Each week, a professional investor tells MoneyWeek where he'd put his money now. This week: Stuart Widdowson, investment manager at SVG Investment Managers.

The small-cap index has rallied more than 60% since hitting bottom in March 2009. With growth stocks increasingly priced for performance and recovery stocks for perfection, is there any value left? I believe long-term investors can still make attractive risk-adjusted returns by investing in a select number of recovery stocks quality companies valued at modest multiples of underlying and/or growing cash flows, trading at a significant discount to what past merger and acquisition deals within their peer group suggest they're worth.

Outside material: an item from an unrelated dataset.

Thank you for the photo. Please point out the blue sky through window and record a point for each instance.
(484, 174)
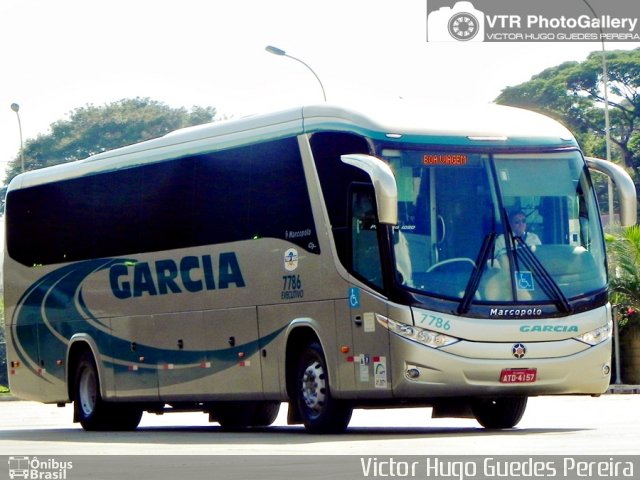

Buying plays where all four drivers of shareholder value are present stable or growing sales, operating margin improvement, degearing and rerating should cut downside risk. The following three stocks are 'unloved'; off investors' radars. But their share prices could at least double in value over the next three years, excluding any sales recovery.

E2V Technologies (LSE: E2V) is a global leader in the design and manufacture of specialist electronic components and low-volume/high-value, high-reliability semiconductors. It supplies the medical, aerospace, defence and industrial markets. A debt-funded acquisition in September 2008 left the balance sheet over-stretched as the slump began. In 2009 a new chairman and finance director were appointed, and a balance-sheet-strengthening fund-raising was completed. Strong cash flow should see much of the debt repaid by March 2013. A restructuring programme under way in the UK and France should raise operating margins to at least 15% on flat sales. With high operational gearing, any sales recovery should boost margins further. The 0.75 times EV (enterprise value)/trough sales rating is a material discount to its intrinsic value and its US peers.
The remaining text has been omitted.